Tom's Land Rover Defender 90 300Tdi Station Wagon - Disasters/Repairs:
Owning a 90 requires either money for repairs or some skill with a spanner, often both in fact... I started with neither, but my tool kit and know how is slowly growing. I would still describe myself as an absolute novice but I've learnt allot already. This documentation of the repairs I've done will no doubt appear familiar to many Defender owners.
Many thanks to my father for his priceless help and motivation when repairing my 90.
<More to come and some pics>
The Left front wheel bearings are on their way out and I have booked the truck in to the usual garage to have them renewed for £70 more than if I had time to do them myself.
New Track Rod:
Whilst at North Yorkshire Off Road with my father, I was urged by said parent to attempt a very steep decline at the very bottom of the site. I landed at the bottom of this long and steep hill with my front wheels taking me in different and unrelated directions. This was all due to my inexperience; I had caught my right front wheel on the bank on the way down and it had bent the track rod to 90 degrees. Anyway I had my tools (learned that lesson early) and attempted to remove the track road to drag it up to the house, once the nuts were off it should come off but didn't as it was rusted in position. I trekked up to the house for a big hammer, which did nothing. I therefore trekked again and this time the (luckily) very helpful site owners turned up a bolt remover specifically for rust LR's. Basically its a thumb - screw for bolts and once tightened in position each side of the track rod came out with a BANG. Track rod over shoulder I therefore headed for the house again where we sledgehammered the bar straight (ish) with help from Owen the site owner. Once straight I had to make the not inconsiderable journey back to the 90 to re- fit the bar using the Hi-Lift to re-align the wheels. Considering this was all done on a hillside in the mud, I was quite proud of myself. Fitting the new track rod.
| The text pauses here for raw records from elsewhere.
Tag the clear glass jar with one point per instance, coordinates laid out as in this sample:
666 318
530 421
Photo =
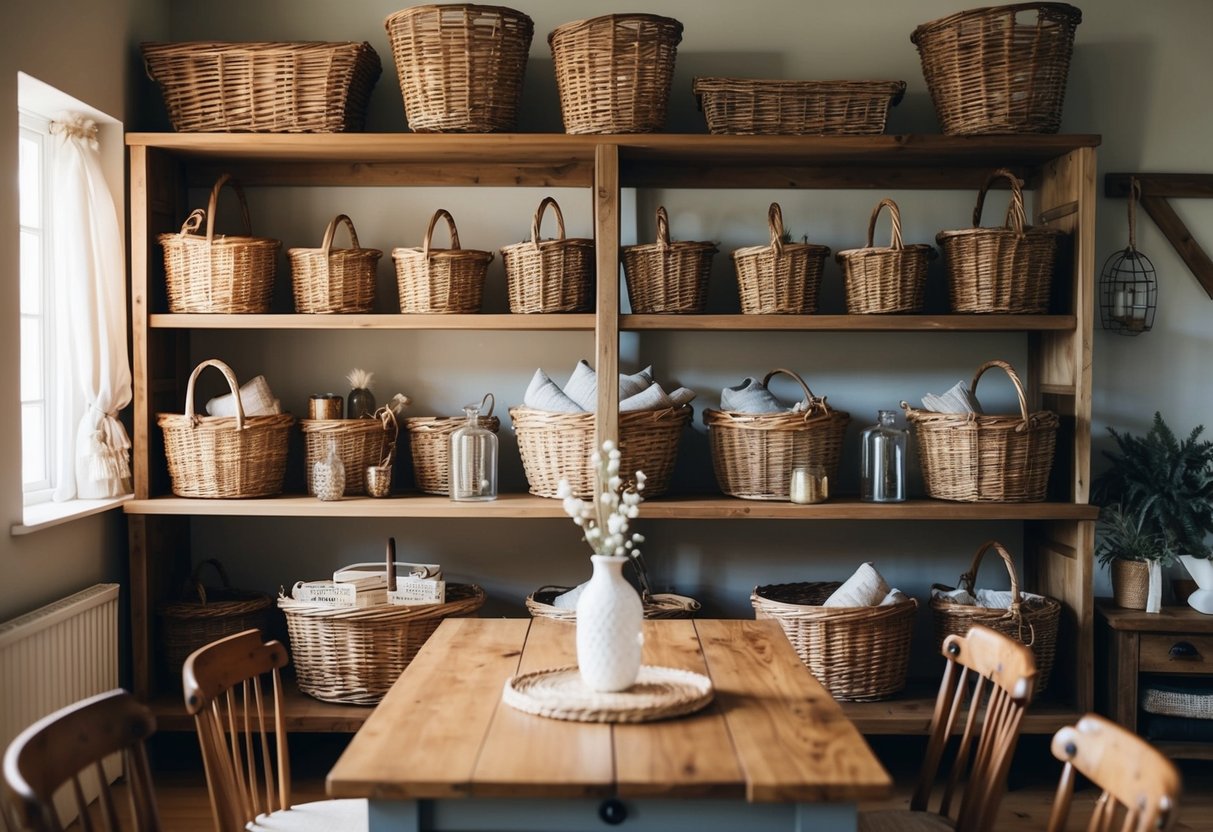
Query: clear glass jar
883 460
473 460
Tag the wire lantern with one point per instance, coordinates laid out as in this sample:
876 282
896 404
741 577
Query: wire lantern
1128 286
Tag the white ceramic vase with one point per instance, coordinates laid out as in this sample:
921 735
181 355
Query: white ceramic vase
609 634
1202 573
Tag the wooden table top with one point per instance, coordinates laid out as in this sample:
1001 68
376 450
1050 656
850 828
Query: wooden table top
773 733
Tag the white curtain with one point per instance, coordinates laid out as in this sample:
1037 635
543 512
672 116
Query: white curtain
94 377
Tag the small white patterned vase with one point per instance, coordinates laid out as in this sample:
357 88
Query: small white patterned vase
609 636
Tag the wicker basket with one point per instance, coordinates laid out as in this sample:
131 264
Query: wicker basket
614 72
1029 620
881 280
352 655
206 614
667 277
1006 269
747 107
858 653
334 280
991 70
225 456
218 273
360 443
557 446
550 275
430 438
303 87
440 280
753 454
779 278
973 457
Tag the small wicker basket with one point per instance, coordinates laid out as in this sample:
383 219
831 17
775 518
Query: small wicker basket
1028 620
882 280
990 70
218 273
334 280
614 72
753 454
779 278
1006 269
974 457
550 275
440 280
667 277
225 456
556 446
460 66
352 655
858 653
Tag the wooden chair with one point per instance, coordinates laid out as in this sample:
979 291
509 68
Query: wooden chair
248 775
1140 785
61 747
991 677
New Steering Box and Pump:
A leak appeared on the input shaft of my power steering box in August 06, which gradually got worse until it had spat most of its oil. I bought the relevent seal kit from a dealer after several attempts and having to explain the concepts of an older Land Rover and that one cold be G reg AND 300TDi on more than one occasion. Needless to say this seal kit was both a bastard to fit and had no discernable effect on the leak other than to perhaps increase its vigour. To be fair, on stripping it down we found that the faces where the leaky seal fitted were damaged and the kit MAY have worked in other cases. So I lived with this for a while until one day a klunk alerted me to the fact that one of the power steering pump's mountings had sheared. I booked the truck into Land Rover Services in Hull to have them replace the pump as I had neither the time or the will to fix more steering issues. They did a good job, however I ran out of money before they could fit a new steering box, so I bought a reconditioned unit and fitted this myself.
Following the event in July 06, my alternator ceased to function. After a week or so of jump/bump starts and resigning myself to buying a new one for allot of money (student remember) I decided that as a sensitive piece of electronics I could do no better than to remove it from the vehicle and run a hose pipe through it. After a few minuets of muddy water emerging it ran clean and still soaking wet I re-fitted it in order to blow my electrics. When started however the truck jumped to life and had produced electricity perfectly since.